Agar was 0.1× LB, 100 MOPS unless noted. For cored plates, 3 μL of the inducers at OD₆₀₀ = 0.5 were spotted onto 15-mL plates and grown for 2 d at 30 °C. Agar plugs containing the colonies were removed using sterilized corers, and the plates were UV-irradiated for 1 h. For cellophane separations, sterile cellophane (500PUT; Innovia Films, Inc.) was placed on 15-mL agar plates. Five milliliters of agar and then 3 μL of the inducer strain were added, and colonies were grown for 2 d at 30 °C before cellophanes and the top agar was removed. Then 5 mL of agar was added to the plates, and B. subtilis microcolony lawns were spread as for secondary screens. For CM, matrix inducers were grown in 0.1× LB medium or 1× LB medium for 4 d at 30 °C. Cultures were centrifuged, and the supernatant was filtered to sterilize it. Concentrated CM was tested for induction activity in a secondary screen. Matrix preparations were performed on cell pellets from the liquid cultures as described (11). For morphological tests, 20 μL of CM from LB cultures was spotted three successive times onto Minimal Salts glycerol glutamate (MSgg) plates (22) before 2 μL of B. subtilis was added. Colonies were grown for 3 d at 30 °C and were examined for a wrinkly phenotype indicative of hypercannibalism (26).

Sequence Analysis and Phylogenetic Trees.

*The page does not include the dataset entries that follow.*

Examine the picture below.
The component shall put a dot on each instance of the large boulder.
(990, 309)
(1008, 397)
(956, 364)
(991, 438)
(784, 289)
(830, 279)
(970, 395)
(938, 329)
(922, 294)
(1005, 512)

16S rRNA genes were amplified in 50-μL PCR reactions using the 27F and 1492R primers (51), Qiagen Taq polymerase, and a DYAD DNA Engine Peltier Thermal Cycler (MJ Research). Amplicons were purified using a Qiagen PCR purification kit and sequenced using the 27F primer at the Dana-Farber/Harvard Cancer Center DNA Resource Core. Gene sequences were inspected manually for base-caller errors and were trimmed by removing any ambiguous trailing or leading bases using Sequencher (GeneCodes, Inc.). For soil clone library analysis, all sequences were longer than 450 bp. Sequences were checked for chimeras using Bellerophon, version 3 (52), and putative chimeras were removed from downstream analyses. The sequences were grouped into operational taxonomic units (OTUs) based on 99% sequence identity, and one representative of each OTU was compared with sequences in the National Center for Biotechnology Information database using BLAST. Rarefaction analysis was carried out using a Rarefaction Calculator (http://www2.biology.ualberta.ca/jbrzusto/rarefact.php). The Chao-1 nonparametric species richness estimator was used to estimate the total number of similar clusters of sequenced isolates (53, 54). 16S rRNA sequences from the soil analysis were deposited in GenBank (accession nos. JF501232–JF501388). For inducing isolates, all sequences were longer than 700 bp except for one, which was 576 bp. For phylogenetic trees, sequences were inserted into SILVA database dendrogram version 98 in ARB using parsimony (55, 56). Maximum-likelihood trees were constructed in ARB with novel and reference sequences selected from the ARB database using randomized axelerated maximum likelihood for high performance computing (RAxML-VI-HPC) v. 2.2 under the GTRCAT model of evolution (57). For constructing the tree, a Listeria sp. was used as an outgroup and subsequently was pruned. Bootstrap values greater than 50% (of 1,000 replicates) are shown. 16S rRNA gene sequences of inducing isolates were deposited in GenBank (accession nos. JF496856–JF496919).